Re: advantages of uploading (was Re: re [2]: What is "New Age"? )

Brent Allsop (
Fri, 27 Jun 1997 10:02:28 -0600

Hara Ra <> asked:

> Brent Allsop wrote:
> > No. Machines are intelligent. They know things. But this
> > knowledge is only represented abstractly and not with the phenomenal
> > stuff of consciousness which we use to represent what we know. The
> > two are very different and this difference is what is all important
> > with consciousness. A machine can represent joy/desire and behave as
> > if it is experiencing joy/desire, but it can't, YET, really know what
> > joy/desire is like.
> >
> How do you know?

It is true that there may be various phenomenal qualities to
the infinite amount of possible physical representation methods
employed by various computing devices that we have not yet understood
how to directly observe or for which we don't yet really know what it
is "like". But, we can know that even if such phenomenal qualities do
exist they are irrelevant by the vary definition of an abstract
representation. It doesn't matter to the abstract intelligences that
we currently produce whether the representation is punched on paper
tape or stored in high speed volatile transistor arrays. What the
fundamental nature of the representation is like is not relevant to
the particular information being represented in such a machine. This
is very different than us. If you completely rewire an abstract
computer so that what once physically represented red now represents
blue and visa versa, there would be no difference in behavior of the
machine. The abstract machine would not know the difference. This is
the definition of abstract knowledge.

But, if you did the same thing in the optic nerve of a human
so that it now used a red quale to represent blue wavelengths of light
and visa versa, his favorite color quale would still likely be the
same sensation which would now represent a different wavelength of
light. What the world would be phenomenally "like" to him would be
drastically different after such a change. His answer to what red and
blue were like would become inverted. The abstract intelligence
wouldn't know how to answer such a "what is it like" question, unless
it was abstractly programmed to lie about it.

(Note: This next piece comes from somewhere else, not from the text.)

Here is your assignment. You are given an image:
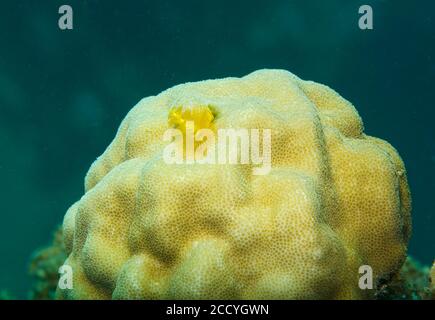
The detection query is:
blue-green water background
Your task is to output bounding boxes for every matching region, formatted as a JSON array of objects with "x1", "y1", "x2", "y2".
[{"x1": 0, "y1": 0, "x2": 435, "y2": 297}]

You are right, we are trapped inside our own little spirit
world and can't YET know, other than abstractly, the phenomenal nature
of anything beyond our skull. Philosophers call this "the veil of
perception." Our senses only know abstractly what the world is like.
But, this will not always be the case. When we finally objectively
discover what and why these fundamental qualities of our conscious
representation are we will eventually be able to pierce and escape
this mortal spiritual veil and we will be able to know more than
simply the fundamental and/or phenomenal qualities of abstract
representations aren't relevant to what is being represented. We will
be able to endow machines with the ability to have more than abstract
knowledge. "Oh THAT's what salt tastes like!" they will eventually
be able to honestly say after being properly endowed.